Quincy leaders: body cameras useful in situations like fatal shooting


Monday night's fatal shooting in Quincy shows that deadly force is sometimes a reality for police officers across the country, including right here in the Tri-States.

It's why civilians and the court system want to see crime scenes with their own eyes through video.

"The easiest way to put it is it collects evidence. It captures what happened from the officers perspective," said Quincy Police Chief Rob Copley.

That's why the Quincy Police Department is asking the city for body cameras.

Mike Rein with the 5th Wards says the city has made that purchase possible thanks to a public safety fee added to water customers' bills.

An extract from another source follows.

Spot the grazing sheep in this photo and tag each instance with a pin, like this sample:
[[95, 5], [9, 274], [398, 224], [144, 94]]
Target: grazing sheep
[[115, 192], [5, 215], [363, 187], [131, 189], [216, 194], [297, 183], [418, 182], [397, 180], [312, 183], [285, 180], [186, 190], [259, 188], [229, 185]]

"You got the money there and I assume this is what the police want and I'm assuming this is what the police what so I don't see why we wouldn't quite frankly," said Rein.

Police Chief Rob Copley says the department has been looking into body cameras for a couple of years now. But an important obstacle has prevented that from happening.

"Money. It's expensive venture. That's a big issue and we wanted to make sure we selected the right one," said Chief Copley.

Adams County State's Attorney Gary Farha says body cameras can be extremely helpful in answering questions about fatal shootings such as the one that happened Monday night.

"It would be very much an answer to the naysayers and be very instructive to the public to see how police officers act. They get a bad rap but I've been on many ride-alongs and we're very fortunate to have the men and women in law enforcement that we have in this area," said Farha.